I was always hard on myself about popovers because I wanted them to be perfect, with sides straight up to the mushroom-shaped tops towering over the cups, deep brown but not burned, and crisp. Then I went to a wedding in a very posh hotel, where there were various stations offering cuisines from several countries. In the room where roast beef was being served, it was accompanied by popovers. To my delight, they were kattywhompus things, the tops at an angle, and the sides were of different heights. So I can say with surety: Enjoy popovers, crisp outsides and airy insides, no matter how they look.
Although muffin tins may be used, proper popover tins are heavier and designed to give a nicer rise and shape.
Popovers are made from Yorkshire pudding batter. I imagine it was probably once a leftover batter a cook frantically added to a pan that had been put under the beef to catch the fat and juices from the roast beef as it cooked, rather than letting the fat burn. Be sure to use a fat that will take a high heat; either beef drippings or an oil such as peanut or canola oil. Olive oil does not get to sufficiently high temperature.

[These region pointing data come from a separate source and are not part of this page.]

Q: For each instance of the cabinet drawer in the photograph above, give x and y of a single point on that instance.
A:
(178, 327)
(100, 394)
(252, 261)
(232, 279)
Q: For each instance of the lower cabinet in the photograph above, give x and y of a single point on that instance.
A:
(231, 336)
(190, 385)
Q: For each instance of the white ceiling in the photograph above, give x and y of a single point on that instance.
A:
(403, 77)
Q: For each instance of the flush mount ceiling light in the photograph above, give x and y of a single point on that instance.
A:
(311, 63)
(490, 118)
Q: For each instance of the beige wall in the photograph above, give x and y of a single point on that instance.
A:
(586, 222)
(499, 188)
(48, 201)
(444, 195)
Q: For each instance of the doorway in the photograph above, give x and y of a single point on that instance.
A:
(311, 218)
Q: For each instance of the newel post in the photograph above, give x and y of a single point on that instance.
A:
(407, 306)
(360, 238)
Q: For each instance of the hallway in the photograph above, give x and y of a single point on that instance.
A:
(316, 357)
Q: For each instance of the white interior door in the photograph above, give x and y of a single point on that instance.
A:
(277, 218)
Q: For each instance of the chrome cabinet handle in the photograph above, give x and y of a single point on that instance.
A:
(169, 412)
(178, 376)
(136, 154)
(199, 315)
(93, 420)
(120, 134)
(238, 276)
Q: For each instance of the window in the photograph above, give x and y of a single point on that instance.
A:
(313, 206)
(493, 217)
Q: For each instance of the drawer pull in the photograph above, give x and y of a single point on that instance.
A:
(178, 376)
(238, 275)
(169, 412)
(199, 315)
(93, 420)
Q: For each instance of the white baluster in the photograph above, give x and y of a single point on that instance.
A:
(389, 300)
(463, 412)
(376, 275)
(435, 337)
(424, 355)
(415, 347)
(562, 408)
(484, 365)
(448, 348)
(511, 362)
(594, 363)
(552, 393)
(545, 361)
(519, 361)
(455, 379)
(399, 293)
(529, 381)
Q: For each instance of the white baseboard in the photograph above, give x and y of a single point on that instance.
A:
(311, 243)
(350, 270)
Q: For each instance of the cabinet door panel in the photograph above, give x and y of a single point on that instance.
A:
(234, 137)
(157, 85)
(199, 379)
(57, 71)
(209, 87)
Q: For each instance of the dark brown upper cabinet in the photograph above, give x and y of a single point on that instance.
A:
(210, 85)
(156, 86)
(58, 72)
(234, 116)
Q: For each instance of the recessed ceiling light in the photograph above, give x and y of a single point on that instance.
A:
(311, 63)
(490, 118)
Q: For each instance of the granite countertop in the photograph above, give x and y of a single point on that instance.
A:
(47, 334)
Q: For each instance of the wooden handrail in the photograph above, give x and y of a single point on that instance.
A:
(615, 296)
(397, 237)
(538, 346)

The batter should be thick as cream, not runny.
Nathalie Dupree is the author of 14 cookbooks, including the James Beard award-winning “Mastering the Art of Southern Cooking.” She lives in Charleston and may be reached through Nathaliedupree.com.
Makes 8 popovers
11/3 cups bread flour
Scant teaspoon salt
2/3 cup milk, divided
11/3 cups water, divided
8 teaspoons beef drippings or oil (not olive oil)
Sift the flour with the salt into a bowl. Whisk together the eggs, 1⁄3 cup milk, and 2/3 cup of the water. Stir the egg mixture into the flour and whisk until the batter is smooth. Combine the remaining 1⁄3 cup milk and remaining 2/3 cup water together. Add half to the batter, and whisk several minutes with a wire whisk or electric hand mixer. (If you feel the flour was damp, remove 2 tablespoons of the remaining liquid and set aside.) Whisk the rest of the liquid into the batter, cover, and let rest at least 1 hour or as long as overnight. Refrigerate if needed. Bring the batter to room temperature before using. (If thicker than cream, whisk in the remaining 2 tablespoons of the liquid.)
Preheat oven to 450 degrees. Divide drippings or oil among the cups of an 8-cup popover pan. Carefully move the pan to the oven to heat.
When the pan is very hot, remove from the oven and carefully fill each cup halfway full with batter. Return the pan to the oven. Reduce the heat to 425 degrees. Bake until puffed, very firm to the touch, and brown on both the top and bottom, about 20 to 25 minutes. To test for doneness, check the area above the lip of the pan and below the risen top. A white area indicates that the popover is not fully dry and may collapse. Return to the oven and cook until brown and sturdy. Turn out on a serving platter and serve hot. (They may be made in advance and reheated.)
Note: If using a smaller popover tin than standard, or muffin tins, reduce the temperature to 400 degrees to heat oil, then reduce the temperature to 375 degrees after the half-filled pans are put in the oven.
Variations: Add cheese, herbs, or finely chopped nuts to the batter.